The economy added 148,000 jobs in December, according to the latest data from the Labor Department, with the largest growth coming in the construction, manufacturing and health care industries.
The unemployment rate was 4.1 percent, unchanged from the previous month. The labor participation rate was 62.7 percent, also the same as in November.
The December figures closed out 2017 on a largely positive note, though some economists had expected larger jobs growth in the final month of the year.
So what does the December report mean for American workers? We asked experts to weigh in on the numbers, and what they meant for the economy as a whole in 2017.
The economy added an average of 174,000 jobs a month in 2017, down from the 186,000 jobs per month average in 2016, in former President Barack Obama’s last year in office. But
“that’s still quite respectable for the economic expansion which began in mid-2008,” said Mark Hamrick, Bankrate.com’s senior economic analyst. “Remember, it should take only about 80,000 to 100,000 jobs a month added just to keep pace with growth in the workforce (or to keep the jobless rate steady).”
Is the growth slowing down? In the first two quarters of 2017, the average year-over-year jobs growth was 1.6 percent, according to Douglas Holtz-Eakin, the president of the American Action Forum. That number fell to 1.4 percent in the third quarter, and the final year-over-year was also 1.4 percent, Holtz-Eakin said.
The retail industry took a hit, losing 20,000 jobs last month as consumers continued the trend of doing more shopping online. “That’s hard to swallow and suggests that there must be something odd in the seasonal adjustment,” Holtz-Eakin said.
The unemployment rate fell over the course of last year, from a high of 4.8 percent in January — President Donald Trump’s first month in office — to 4.1 percent in December. There’s room for the unemployment rate to fall even more, according to Elise Gould, a senior economist at the Economic Policy Institute.

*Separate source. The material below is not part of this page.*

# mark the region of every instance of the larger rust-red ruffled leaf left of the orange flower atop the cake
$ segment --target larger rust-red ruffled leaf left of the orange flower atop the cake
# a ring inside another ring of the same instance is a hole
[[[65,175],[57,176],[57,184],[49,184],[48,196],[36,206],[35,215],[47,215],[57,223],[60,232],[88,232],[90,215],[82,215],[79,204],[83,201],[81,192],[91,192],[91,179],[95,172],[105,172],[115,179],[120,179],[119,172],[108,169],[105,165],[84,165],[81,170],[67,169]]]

In 2017, “the unemployment rate averaged 4.4 percent. But in 2000, the unemployment rate averaged 4.0 percent, and indeed fell below that for five months—with much higher rates of labor force participation and no pronounced acceleration of inflation,” Gould said. “Given that inflation remains below the Fed’s preferred target today, it seems safe to say that the unemployment rate can continue to fall.”
Wages are going up. Average hourly earnings increased in December by $0.09, ending at $26.63. Overall, average hourly earnings increased by 2.5 percent, or $0.65. That’s a good sign for workers — and for Trump, who promised to help working and middle class families.
Where do things stand, 10 years after the start of the Great Recession? Last month’s jobs report was a benchmark for economists, because it came on the 10th anniversary of the start of the Great Recession in 2007. By most measures, the economy has recovered since then, but there are some lingering areas of concern, such as the persistently low labor participation rate.
“This is an indication that there are still workers sitting on the sidelines who would be working or looking for work if job opportunities were stronger,” Gould said. The pre-recession economy in 2007 was not strong, Gould added, “making returning to pre-recession health an inadequate benchmark” when a better goal would be full employment.
It’s too early to know how the tax bill will impact the economy. The law took effect at the start of the month. Already, some companies have said they’ll pay workers more, but the bill’s overall effect remains unclear. For instance, “while the tax cut legislation should provide some benefit to the job market, aiding a variety of sectors and businesses, it does absolutely nothing to help address the nation’s skills gap,” Hamrick said.
What’s the outlook for 2018? Economists will watch several factors, including likely interest rate hikes by the Federal Reserve, and the 2018 midterm elections. “If Democrats take back control of either chamber from the Republicans, the environments surrounding business and financial markets could be in for disruption,” Hamrick said.
Growth over the past year represented “the Obama economy redux,” Holtz-Eakin said. “It sets the stage for a real test of the Trump administration policies in 2018, which should show faster growth in productivity, real wages and Gross Domestic Product.”